Alicanto, S. A. v. Woolverton

142 A.D.2d 703 | N.Y. App. Div. | 1988

— In an action to recover on a promissory note, the defendants appeal from (1) an order of the Supreme Court, Nassau County (Burke, J.), entered June 25, 1987, which granted a motion by the plaintiff for summary judgment pursuant to CPLR 3213 in lieu of a complaint, and (2) a judgment of the same court, dated July 13, 1987, which is in favor of the plaintiff and against them in the sum of $41,208.50.

Ordered that the appeal from the order is dismissed; and it is further,

Ordered that the judgment is affirmed; and it is further,

Ordered that the plaintiff is awarded one bill of costs.

The appeal from the intermediate order must be dismissed because the right of direct appeal therefrom terminated with the entry of judgment in the action (see, Matter of Aho, 39 NY2d 241, 248). The issues raised on appeal from the order are brought up for review and have been considered on the appeal from the judgment (CPLR 5501 [a] [1]).

In support of its motion for summary judgment in lieu of complaint (see, CPLR 3213), the plaintiff established its cause of action as a matter of law (see, Zuckerman v City of New York, 49 NY2d 557, 562; Ihmels v Kahn, 126 AD2d 701) by proof of the promissory note in question and of nonpayment according to its terms (see, Grasso v Shutts Agency, 132 AD2d 768, appeal dismissed 70 NY2d 797; Ihmels v Kahn, supra; *704Gateway State Bank v Shangri-La Private Club, 113 AD2d 791, affd 67 NY2d 627). It was then incumbent upon the defendant to demonstrate, by admissible evidence, the existence of a triable issue of fact (see, Zuckerman v City of New York, supra, at 560; Grasso v Shutts Agency, supra).

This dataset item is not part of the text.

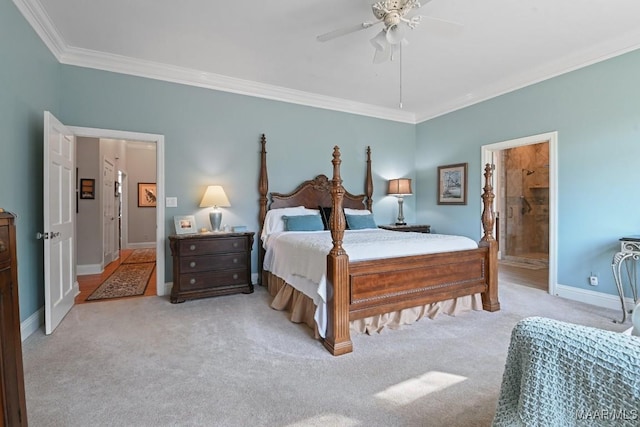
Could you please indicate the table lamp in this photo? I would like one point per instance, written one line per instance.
(400, 188)
(215, 198)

The defendants’ principal allegation is that the money delivered pursuant to the note was an advance against commissions. The money to repay the note was to come from the proceeds of an arbitration award. Repayment was, therefore, conditioned on the availability of these funds. However, no such condition precedent is set forth in the note (see, Grasso v Shutts Agency, supra; Abacus Real Estate Fin. Co. v P.A.R. Constr. & Maintenance Corp., 115 AD2d 576). The bald conclusory allegations contained in the defendants’ affidavits are insufficient to defeat the motion for summary judgment (see, Abacus Real Estate Fin. Co. v P.A.R. Constr. & Maintenance Corp., supra). Nor may the defendants proffer parol evidence to alter the terms of the note (see, Grasso v Shutts Agency, supra; Kornfeld v NRX Technologies, 93 AD2d 772, affd 62 NY2d 686). Accordingly, the plaintiff is entitled to summary judgment. Rubin, J. P., Kooper, Sullivan and Balletta, JJ., concur.